Une fois la taille terminée, n’ajoutez pas de stress inutile à l’arbre. Laissez les coupes sécher à l’air, gardez le pied dégagé sur quelques centimètres autour du tronc et installez un paillage sans l’y coller. Au printemps et en été, surveillez la réaction de l’arbre : quelques gourmands sont normaux, mais une profusion signale souvent une coupe trop forte. Notez ce que vous avez retiré et la qualité de la récolte : cette mémoire du jardin rend la taille des arbres fruitiers plus juste d’année en année.

Votre plan d’action

  • Identifier l’espèce, l’âge de l’arbre et l’objectif précis de la taille.
  • Choisir une période adaptée, hors gel et par temps sec.
  • Préparer un sécateur, un coupe-branches ou une scie propres et affûtés.
  • Supprimer d’abord le bois mort, cassé, malade et les branches qui se croisent.
  • Éclaircir la couronne avant de raccourcir les rameaux.
  • Limiter le prélèvement à environ un tiers de la ramure vivante.
  • Pailler le sol, observer la reprise et reporter les grosses corrections à la saison suivante.

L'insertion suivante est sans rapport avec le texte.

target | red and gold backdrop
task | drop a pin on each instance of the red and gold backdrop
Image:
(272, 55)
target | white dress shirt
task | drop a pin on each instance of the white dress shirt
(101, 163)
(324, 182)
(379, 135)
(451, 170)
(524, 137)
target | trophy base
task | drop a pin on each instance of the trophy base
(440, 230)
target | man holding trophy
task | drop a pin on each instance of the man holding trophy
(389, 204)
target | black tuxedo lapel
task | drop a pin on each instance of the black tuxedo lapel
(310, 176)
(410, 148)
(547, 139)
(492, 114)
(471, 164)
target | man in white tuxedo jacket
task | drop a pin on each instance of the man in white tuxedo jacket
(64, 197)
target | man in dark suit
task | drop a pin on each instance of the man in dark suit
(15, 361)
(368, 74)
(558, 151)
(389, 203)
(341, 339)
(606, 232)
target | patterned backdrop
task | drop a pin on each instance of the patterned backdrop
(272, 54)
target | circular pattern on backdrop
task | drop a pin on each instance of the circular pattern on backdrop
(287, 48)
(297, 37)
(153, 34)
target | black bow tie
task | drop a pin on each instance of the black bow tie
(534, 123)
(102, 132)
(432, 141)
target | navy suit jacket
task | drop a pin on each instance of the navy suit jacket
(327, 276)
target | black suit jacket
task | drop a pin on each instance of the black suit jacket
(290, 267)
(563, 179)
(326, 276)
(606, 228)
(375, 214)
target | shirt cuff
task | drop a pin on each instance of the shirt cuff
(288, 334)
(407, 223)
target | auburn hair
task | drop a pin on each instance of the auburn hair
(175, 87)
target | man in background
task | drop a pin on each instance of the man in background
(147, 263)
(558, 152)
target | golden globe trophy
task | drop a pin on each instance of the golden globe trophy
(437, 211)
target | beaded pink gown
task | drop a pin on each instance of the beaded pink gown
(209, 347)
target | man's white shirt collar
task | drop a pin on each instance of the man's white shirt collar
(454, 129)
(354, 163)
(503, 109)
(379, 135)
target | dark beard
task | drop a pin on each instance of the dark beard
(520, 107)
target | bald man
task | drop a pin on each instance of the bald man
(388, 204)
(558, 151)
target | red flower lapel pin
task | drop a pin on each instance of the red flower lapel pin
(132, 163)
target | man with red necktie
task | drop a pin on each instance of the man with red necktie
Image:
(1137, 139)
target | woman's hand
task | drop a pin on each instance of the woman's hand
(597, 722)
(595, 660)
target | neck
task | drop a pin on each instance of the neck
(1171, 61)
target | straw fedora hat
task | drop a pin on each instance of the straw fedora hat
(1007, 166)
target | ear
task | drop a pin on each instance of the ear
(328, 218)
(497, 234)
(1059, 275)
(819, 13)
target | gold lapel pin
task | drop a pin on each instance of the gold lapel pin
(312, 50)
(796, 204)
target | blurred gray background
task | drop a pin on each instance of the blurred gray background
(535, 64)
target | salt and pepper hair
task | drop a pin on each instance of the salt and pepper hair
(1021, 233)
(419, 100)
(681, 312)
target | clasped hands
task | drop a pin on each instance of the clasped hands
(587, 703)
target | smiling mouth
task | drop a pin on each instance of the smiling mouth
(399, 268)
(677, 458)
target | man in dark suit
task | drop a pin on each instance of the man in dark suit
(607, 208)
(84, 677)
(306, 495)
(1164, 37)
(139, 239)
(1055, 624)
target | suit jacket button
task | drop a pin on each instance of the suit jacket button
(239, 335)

Vos questions, nos réponses

Peut-on tailler tous les arbres fruitiers en hiver ?
Non. L’hiver convient surtout aux pommiers, poiriers et à de nombreux fruitiers à pépins, à condition d’éviter les périodes de gel. Les cerisiers, pruniers et abricotiers se taillent de préférence après la récolte, par temps sec, car ils supportent moins bien les grosses plaies humides. Le pêcher se conduit plutôt en fin d’hiver, après les fortes gelées.
Pourquoi mon pommier fait-il beaucoup de gourmands après la taille ?
Les gourmands apparaissent souvent après une taille trop sévère, notamment après un fort raccourcissement ou un étêtage. L’arbre réagit en produisant rapidement des pousses verticales très vigoureuses. Supprimez seulement les gourmands mal placés et conservez éventuellement un rameau bien orienté pour remplacer une branche. À l’avenir, privilégiez l’éclaircissage et répartissez les grosses corrections sur plusieurs années.
Faut-il mettre du mastic sur les coupes de taille ?
Sur une coupe petite, nette et réalisée au bon endroit, ce n’est généralement pas utile. L’arbre forme naturellement des tissus de recouvrement depuis le collet de la branche. Le plus important est d’utiliser un outil affûté, de ne pas laisser de chicot et de choisir un temps sec. Évitez surtout d’emprisonner durablement l’humidité sur une plaie mal faite.
Comment rajeunir un vieux pommier jamais taillé ?
Commencez par enlever le bois mort, les branches cassées et celles qui se croisent, sans dépasser environ un tiers de la ramure vivante. La première année, ouvrez le centre et retirez une ou deux branches vraiment gênantes. Les saisons suivantes, abaissez progressivement les parties trop hautes en revenant sur des branches latérales. Une rénovation étalée sur deux ou trois ans limite la production de gourmands.
Peut-on tailler un arbre fruitier en pot comme un arbre en pleine terre ?
Le principe reste le même, mais la taille doit être plus légère car les réserves racinaires sont limitées. Retirez le bois mort, les rameaux qui se croisent et les pousses qui déséquilibrent la forme. Gardez une couronne compacte et bien éclairée. Associez cette taille à un renouvellement partiel du substrat, à un paillage léger et à des arrosages réguliers en période chaude.